NEW DELHI: India’s Supreme Court on Friday granted bail to a Muslim stand-up comedian jailed over unsubstantiated claims of cracking a joke about the Hindu religion.
Munawar Faruqui had been languishing in prison for more than a month after being arrested on Jan. 1 at a cafe in the central Indian city of Indore, Madhya Pradesh, following a complaint about his act from Hindu organization Hind Rakshak.
The group reported the 32-year-old funnyman and his team for insulting Hindu deities with their comedy, resulting in Faruqui and five others being detained.
Just days later, Indore’s Superintendent of Police, Vijay Khatri, told a news website that Faruqui had not actually delivered the gags “but he was going to.”
His bail application was rejected twice by a lower court, with the Madhya Pradesh High Court also denying him bail on Jan. 25.
On Friday, however, the comedian’s lawyer, Gaurav Kirpal, told the Supreme Court that proper procedures had not been followed and said Faruqui “was being harassed.” The apex court granted him interim bail and issued a notice to the state government.
“This is a big relief for Munawar who suffered for no crime for over a month,” said Zaid Pathan, an Indore-based social activist who had been following the case on behalf of the comic’s family.
“The only crime Munawar committed was that he was Muslim. The day he was arrested, the show did not take place at all, and there was no event because of the disruption of the program.”

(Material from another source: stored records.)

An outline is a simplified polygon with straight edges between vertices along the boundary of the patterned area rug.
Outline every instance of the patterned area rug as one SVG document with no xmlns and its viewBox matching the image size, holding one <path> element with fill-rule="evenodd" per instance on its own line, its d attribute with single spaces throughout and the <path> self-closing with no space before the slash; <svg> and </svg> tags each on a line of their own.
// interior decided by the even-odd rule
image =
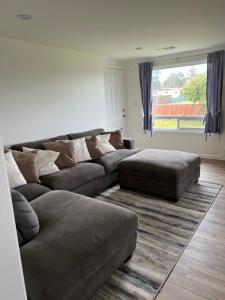
<svg viewBox="0 0 225 300">
<path fill-rule="evenodd" d="M 92 297 L 93 300 L 152 300 L 175 266 L 221 185 L 193 185 L 177 203 L 115 186 L 97 199 L 135 211 L 139 216 L 137 246 Z"/>
</svg>

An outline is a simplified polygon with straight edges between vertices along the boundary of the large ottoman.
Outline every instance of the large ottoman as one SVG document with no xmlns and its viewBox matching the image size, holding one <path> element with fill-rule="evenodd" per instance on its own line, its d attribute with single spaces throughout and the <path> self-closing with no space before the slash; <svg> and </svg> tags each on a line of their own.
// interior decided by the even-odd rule
<svg viewBox="0 0 225 300">
<path fill-rule="evenodd" d="M 176 202 L 198 181 L 200 164 L 200 157 L 192 153 L 143 150 L 119 164 L 119 184 Z"/>
<path fill-rule="evenodd" d="M 20 248 L 31 300 L 89 299 L 135 249 L 138 217 L 125 208 L 66 191 L 31 205 L 40 232 Z"/>
</svg>

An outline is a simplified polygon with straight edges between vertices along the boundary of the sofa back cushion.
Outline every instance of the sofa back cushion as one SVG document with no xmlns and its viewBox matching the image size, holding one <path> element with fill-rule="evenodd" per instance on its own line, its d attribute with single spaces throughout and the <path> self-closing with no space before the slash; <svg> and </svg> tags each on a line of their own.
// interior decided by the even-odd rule
<svg viewBox="0 0 225 300">
<path fill-rule="evenodd" d="M 78 132 L 78 133 L 70 133 L 68 137 L 70 140 L 80 139 L 82 137 L 92 136 L 92 135 L 99 135 L 101 132 L 104 132 L 103 128 L 96 128 L 93 130 Z"/>
<path fill-rule="evenodd" d="M 43 150 L 44 143 L 54 142 L 54 141 L 58 141 L 58 140 L 68 140 L 68 139 L 69 138 L 67 135 L 60 135 L 60 136 L 56 136 L 56 137 L 53 137 L 50 139 L 37 140 L 37 141 L 31 141 L 31 142 L 11 145 L 10 148 L 13 150 L 17 150 L 17 151 L 22 151 L 23 147 Z"/>
<path fill-rule="evenodd" d="M 59 141 L 59 140 L 75 140 L 75 139 L 79 139 L 79 138 L 86 137 L 86 136 L 99 135 L 102 132 L 104 132 L 103 128 L 96 128 L 96 129 L 83 131 L 83 132 L 75 132 L 75 133 L 70 133 L 67 135 L 59 135 L 59 136 L 49 138 L 49 139 L 14 144 L 14 145 L 11 145 L 10 148 L 13 150 L 17 150 L 17 151 L 22 151 L 23 147 L 43 150 L 44 143 L 55 142 L 55 141 Z"/>
<path fill-rule="evenodd" d="M 27 199 L 15 190 L 11 190 L 13 210 L 19 244 L 32 240 L 39 232 L 39 220 Z"/>
</svg>

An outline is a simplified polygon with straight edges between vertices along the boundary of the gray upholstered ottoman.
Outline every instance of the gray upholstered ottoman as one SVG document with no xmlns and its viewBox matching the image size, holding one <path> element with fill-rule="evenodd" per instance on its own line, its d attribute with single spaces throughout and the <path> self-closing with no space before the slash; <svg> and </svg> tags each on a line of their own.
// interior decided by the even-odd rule
<svg viewBox="0 0 225 300">
<path fill-rule="evenodd" d="M 200 157 L 192 153 L 143 150 L 119 164 L 119 184 L 122 188 L 177 201 L 189 186 L 198 181 L 200 164 Z"/>
</svg>

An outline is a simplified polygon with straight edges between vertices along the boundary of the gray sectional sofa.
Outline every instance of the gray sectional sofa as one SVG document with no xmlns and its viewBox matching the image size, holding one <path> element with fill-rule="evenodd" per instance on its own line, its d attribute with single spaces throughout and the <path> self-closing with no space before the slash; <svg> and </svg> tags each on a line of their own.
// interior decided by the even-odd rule
<svg viewBox="0 0 225 300">
<path fill-rule="evenodd" d="M 49 141 L 72 140 L 98 135 L 103 131 L 102 128 L 98 128 L 86 132 L 71 133 L 50 139 L 12 145 L 11 149 L 17 151 L 21 151 L 22 147 L 43 149 L 43 143 Z M 17 190 L 30 201 L 48 191 L 47 189 L 66 190 L 86 196 L 98 194 L 118 181 L 117 167 L 121 160 L 137 152 L 134 149 L 134 141 L 132 139 L 124 139 L 124 146 L 125 149 L 118 149 L 95 161 L 79 163 L 74 167 L 62 169 L 60 172 L 42 176 L 40 178 L 41 185 L 26 184 Z"/>
<path fill-rule="evenodd" d="M 95 129 L 49 140 L 75 139 L 102 131 Z M 42 144 L 49 140 L 12 145 L 11 149 L 43 149 Z M 96 161 L 42 176 L 41 184 L 28 183 L 12 191 L 14 212 L 16 208 L 19 211 L 16 223 L 22 224 L 28 237 L 34 228 L 40 228 L 32 240 L 23 240 L 20 247 L 29 300 L 89 299 L 132 256 L 137 215 L 86 196 L 100 193 L 118 181 L 118 164 L 136 153 L 132 140 L 124 140 L 124 145 L 126 149 Z M 29 211 L 31 216 L 24 224 Z M 17 232 L 20 240 L 18 227 Z"/>
<path fill-rule="evenodd" d="M 102 131 L 99 128 L 11 148 L 43 149 L 43 143 L 49 141 L 72 140 Z M 197 155 L 139 151 L 131 139 L 125 139 L 124 146 L 100 159 L 42 176 L 41 184 L 29 183 L 12 193 L 14 207 L 19 208 L 18 224 L 23 225 L 24 203 L 25 215 L 28 210 L 31 216 L 36 214 L 30 233 L 40 226 L 37 236 L 20 248 L 29 300 L 89 299 L 113 270 L 132 256 L 137 215 L 87 196 L 99 194 L 119 181 L 122 188 L 177 201 L 199 178 L 201 161 Z M 32 225 L 32 219 L 27 224 Z M 28 228 L 23 229 L 29 236 Z"/>
</svg>

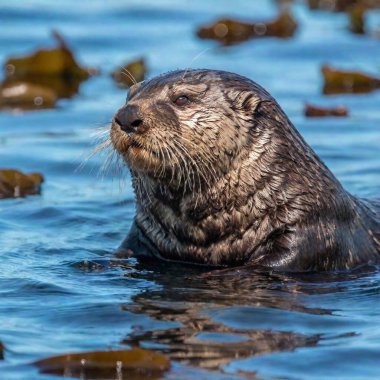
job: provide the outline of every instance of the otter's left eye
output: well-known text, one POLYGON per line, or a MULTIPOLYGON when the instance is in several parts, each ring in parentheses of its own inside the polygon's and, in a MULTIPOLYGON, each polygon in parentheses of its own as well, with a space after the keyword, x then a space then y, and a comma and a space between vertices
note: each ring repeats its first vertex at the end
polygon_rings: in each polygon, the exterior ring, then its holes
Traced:
POLYGON ((180 95, 174 100, 174 103, 177 106, 183 107, 186 104, 190 103, 190 99, 186 95, 180 95))

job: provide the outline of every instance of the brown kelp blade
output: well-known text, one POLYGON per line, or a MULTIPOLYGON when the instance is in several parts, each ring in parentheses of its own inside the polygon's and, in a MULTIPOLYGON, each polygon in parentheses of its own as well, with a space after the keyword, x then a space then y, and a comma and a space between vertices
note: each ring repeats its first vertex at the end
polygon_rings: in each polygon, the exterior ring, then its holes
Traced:
POLYGON ((63 37, 53 32, 57 41, 54 49, 38 49, 24 57, 11 57, 4 64, 6 78, 27 79, 38 76, 61 76, 65 78, 87 79, 89 69, 81 67, 63 37))
POLYGON ((80 84, 95 73, 77 63, 60 34, 53 32, 53 36, 57 47, 11 57, 4 63, 0 108, 52 108, 57 99, 75 95, 80 84))
POLYGON ((365 13, 367 8, 364 5, 356 5, 349 11, 350 30, 355 34, 365 34, 365 13))
POLYGON ((221 19, 211 25, 202 26, 197 35, 202 39, 212 39, 224 45, 236 44, 256 37, 289 38, 297 29, 297 22, 288 11, 270 22, 243 22, 221 19))
POLYGON ((56 101, 57 94, 47 86, 22 81, 4 81, 0 84, 0 109, 52 108, 56 101))
POLYGON ((328 117, 328 116, 344 117, 344 116, 348 116, 348 109, 343 106, 327 108, 327 107, 315 106, 312 104, 305 104, 304 114, 307 117, 328 117))
POLYGON ((367 8, 379 8, 380 0, 308 0, 311 10, 346 12, 360 5, 367 8))
POLYGON ((144 80, 147 67, 143 58, 131 61, 116 69, 112 78, 121 88, 128 88, 144 80))
POLYGON ((170 368, 170 360, 154 351, 133 348, 53 356, 33 363, 40 372, 84 379, 156 379, 170 368))
POLYGON ((366 93, 380 88, 380 78, 359 71, 336 70, 322 67, 324 94, 366 93))
POLYGON ((40 173, 24 174, 15 169, 0 169, 0 199, 39 194, 43 181, 40 173))

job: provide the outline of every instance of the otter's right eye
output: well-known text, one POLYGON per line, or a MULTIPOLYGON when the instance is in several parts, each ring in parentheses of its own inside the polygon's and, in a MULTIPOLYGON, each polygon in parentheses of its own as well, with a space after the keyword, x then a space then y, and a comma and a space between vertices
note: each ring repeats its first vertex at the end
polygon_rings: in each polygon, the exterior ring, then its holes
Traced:
POLYGON ((186 104, 190 103, 190 99, 186 95, 180 95, 175 100, 174 103, 177 106, 183 107, 186 104))

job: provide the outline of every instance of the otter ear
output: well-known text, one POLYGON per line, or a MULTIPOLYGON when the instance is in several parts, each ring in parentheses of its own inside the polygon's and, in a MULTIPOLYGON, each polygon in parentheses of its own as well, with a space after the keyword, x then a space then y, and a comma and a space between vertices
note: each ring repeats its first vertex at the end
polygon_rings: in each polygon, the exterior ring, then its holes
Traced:
POLYGON ((247 115, 252 115, 260 102, 261 99, 252 91, 240 91, 233 99, 234 108, 247 115))
POLYGON ((254 115, 256 118, 260 116, 268 117, 269 115, 273 115, 275 112, 276 109, 273 101, 265 99, 258 102, 254 111, 254 115))

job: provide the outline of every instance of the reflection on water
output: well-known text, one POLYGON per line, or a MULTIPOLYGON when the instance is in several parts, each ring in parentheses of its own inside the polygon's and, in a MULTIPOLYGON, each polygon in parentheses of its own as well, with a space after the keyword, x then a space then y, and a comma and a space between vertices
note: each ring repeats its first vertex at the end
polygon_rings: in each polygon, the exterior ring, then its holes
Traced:
MULTIPOLYGON (((118 176, 97 176, 101 156, 78 170, 93 132, 125 101, 111 72, 144 56, 148 76, 192 66, 257 80, 349 191, 378 196, 380 91, 326 97, 321 66, 378 76, 379 40, 350 34, 344 14, 302 2, 292 7, 292 38, 227 48, 195 31, 222 17, 271 20, 277 2, 23 0, 0 8, 2 62, 49 46, 57 29, 78 62, 102 73, 55 109, 0 113, 0 167, 46 179, 41 196, 0 202, 1 379, 56 380, 29 363, 128 346, 168 355, 164 378, 173 380, 380 376, 377 268, 297 276, 117 260, 134 215, 129 176, 121 189, 118 176), (350 116, 307 119, 306 101, 344 105, 350 116)), ((369 16, 375 30, 379 12, 369 16)))
MULTIPOLYGON (((153 269, 156 270, 157 265, 153 264, 153 269)), ((178 276, 178 268, 176 272, 175 277, 178 276)), ((297 347, 313 346, 318 342, 317 335, 306 336, 276 329, 250 329, 239 327, 239 324, 234 327, 223 323, 223 318, 219 321, 213 318, 214 314, 218 315, 229 306, 236 309, 229 311, 235 313, 237 321, 240 316, 239 305, 291 310, 292 303, 286 304, 281 297, 276 297, 275 292, 263 289, 264 276, 260 279, 259 275, 251 274, 250 277, 243 278, 237 274, 233 278, 235 284, 232 284, 229 281, 226 283, 224 277, 212 281, 197 278, 184 281, 183 276, 187 274, 182 272, 181 277, 176 280, 173 281, 174 276, 168 280, 166 269, 160 278, 155 275, 157 283, 162 285, 161 289, 141 293, 133 298, 133 304, 124 307, 125 310, 147 314, 157 320, 177 322, 179 327, 140 331, 136 326, 123 343, 143 347, 153 344, 153 347, 173 360, 220 370, 225 364, 238 358, 294 350, 297 347), (261 289, 256 289, 260 282, 261 289)))
MULTIPOLYGON (((199 271, 157 262, 128 268, 126 276, 154 280, 160 288, 134 296, 123 309, 178 326, 133 326, 123 343, 154 348, 186 365, 223 371, 233 360, 351 338, 356 333, 341 323, 339 310, 308 307, 303 297, 345 292, 355 281, 365 284, 376 268, 311 275, 199 271), (313 328, 302 327, 306 320, 313 328), (318 332, 318 326, 328 333, 318 332)), ((373 290, 369 285, 367 291, 373 290)))

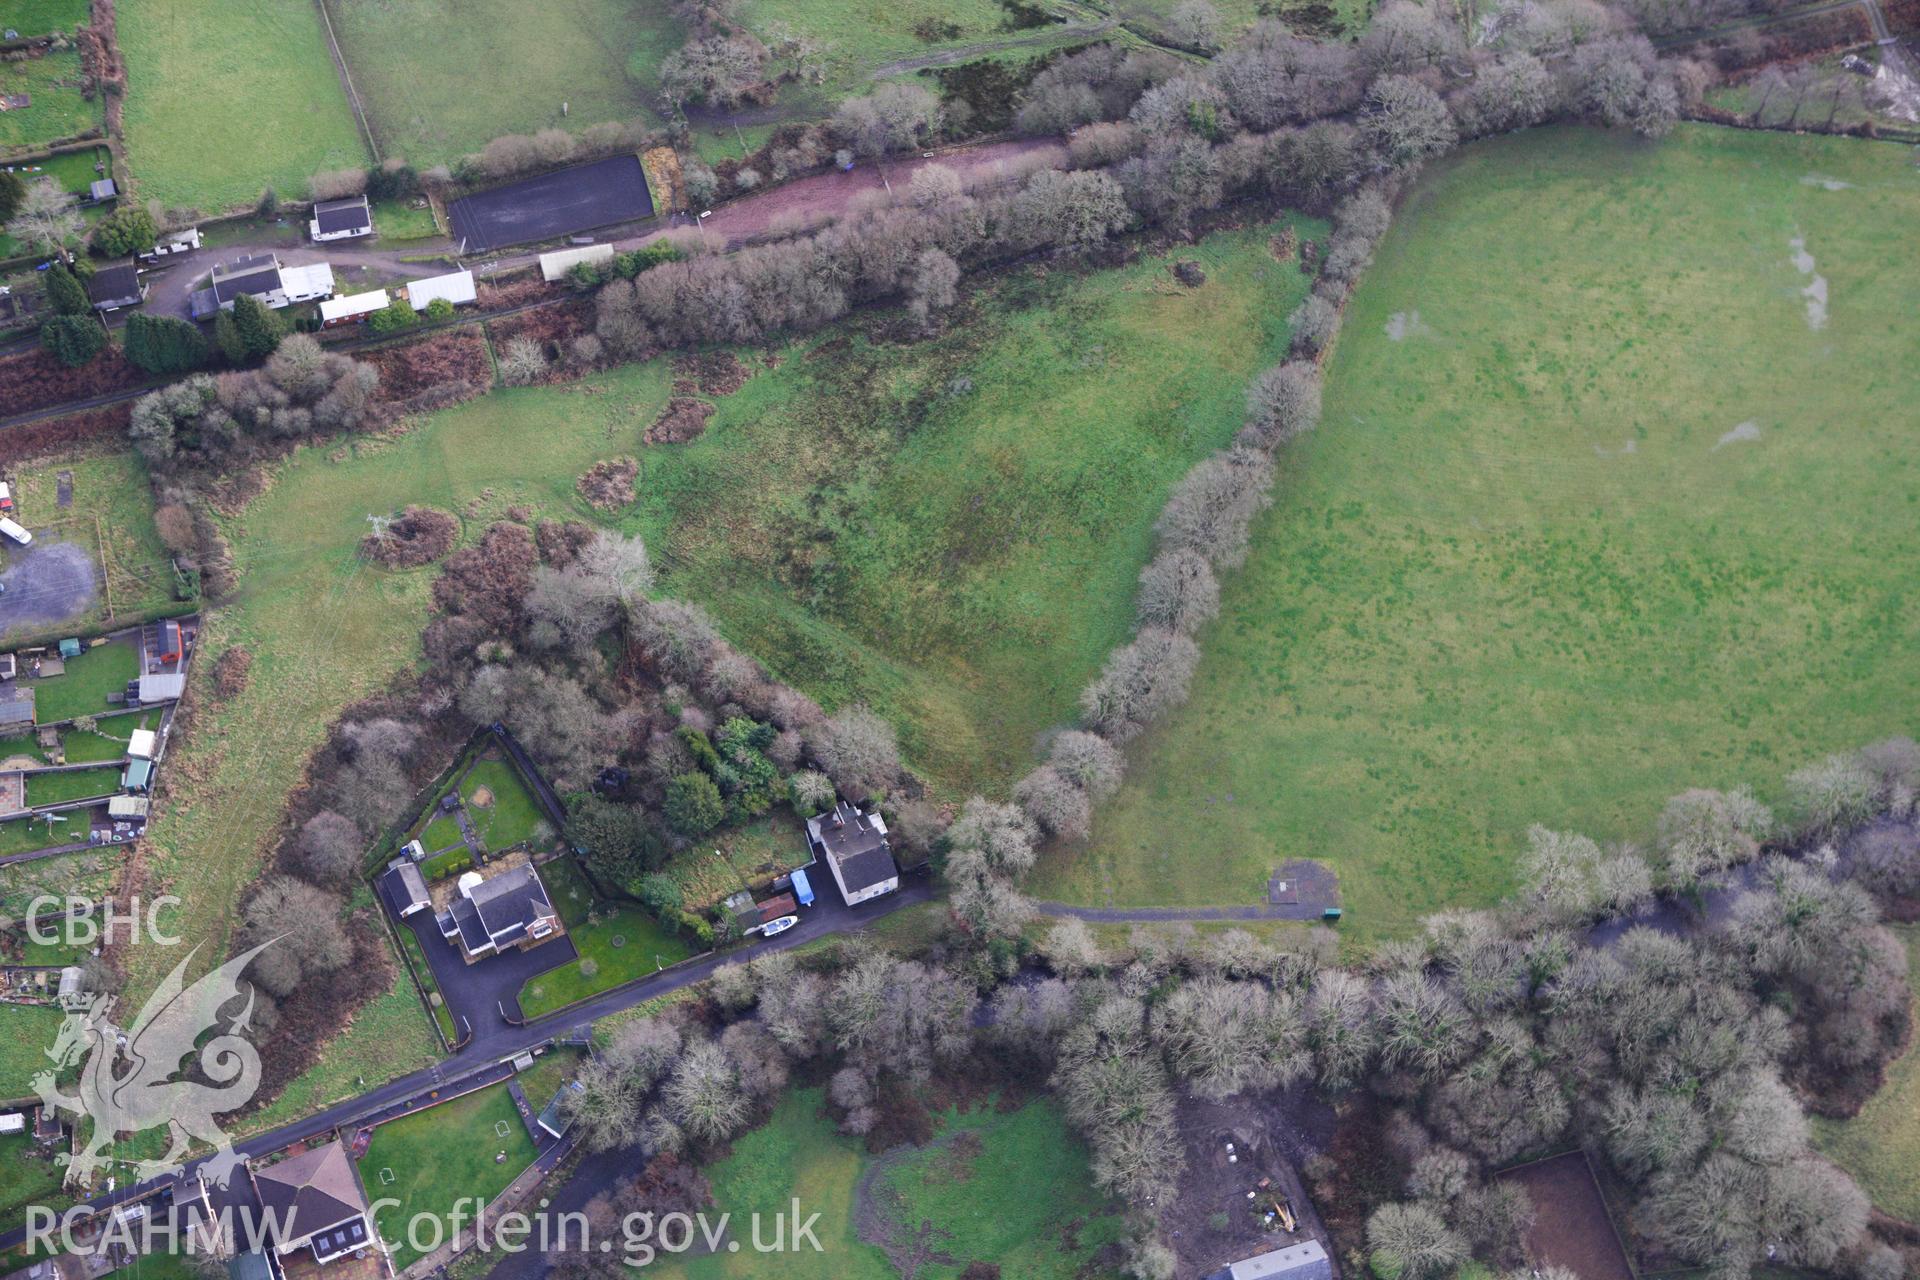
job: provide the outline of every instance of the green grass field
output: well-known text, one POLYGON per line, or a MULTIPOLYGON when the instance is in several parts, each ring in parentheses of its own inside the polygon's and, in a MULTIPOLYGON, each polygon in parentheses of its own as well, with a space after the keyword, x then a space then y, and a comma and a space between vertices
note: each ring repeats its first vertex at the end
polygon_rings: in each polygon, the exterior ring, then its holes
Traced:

Mumbai-based Faruqui’s jokes are usually centered around communal violence, the controversial Citizenship Amendment Act – which India’s ruling Bharatiya Janata Party (BJP) government passed in 2019 – and current affairs or sensitive topics in the country.
Hind Rakshak said that its move had been justified on the basis that it could “do anything to save the nation’s prestige and the Hindu religion.”
Akulavya Singh Gaur, the group’s convenor who filed the complaint to police, told Arab News: “Why does Faruqui crack jokes against the Hindu religion? Why doesn’t he talk about his own religion?”
Gaur is the son of a local BJP legislator and runs a campaign to “protect and spread Hindu religion.”
He said: “I have issues with all comedians making jokes against the nation and the religion. This has to stop.”
In recent years, Indian comics have come under increasing pressure over their stand-up material with several complaining that the atmosphere in the country had forced them to censor their creativity.
Rehman Khan, a Mumbai-based stand-up comedian, told Arab News: “Truth finally prevails, and it has prevailed today. Whatever mental trauma Munawar and others have gone through, there is hope that there are people in the judiciary who are good and keep the trust of the people intact.”
Khan, 41, has a big fan base for his TV shows such as the “Comedy Circus” and the “Great India Comedy Challenge.”
He said: “Munawar’s arrest shook me. I do political comedy and have strong opinions. Though I use sarcasm in my comedy, there is always that feeling of repercussions for performing comedy ... will it become dangerous in the future?”
Khan pointed out that some comedians were considering hiring lawyers to check their material before they took to the stage.
“This is the stark truth today. As a Muslim comic, I have to be extra cautious. If I had a Hindu surname, there would have been less scrutiny. The atmosphere has become poisonous,” he added.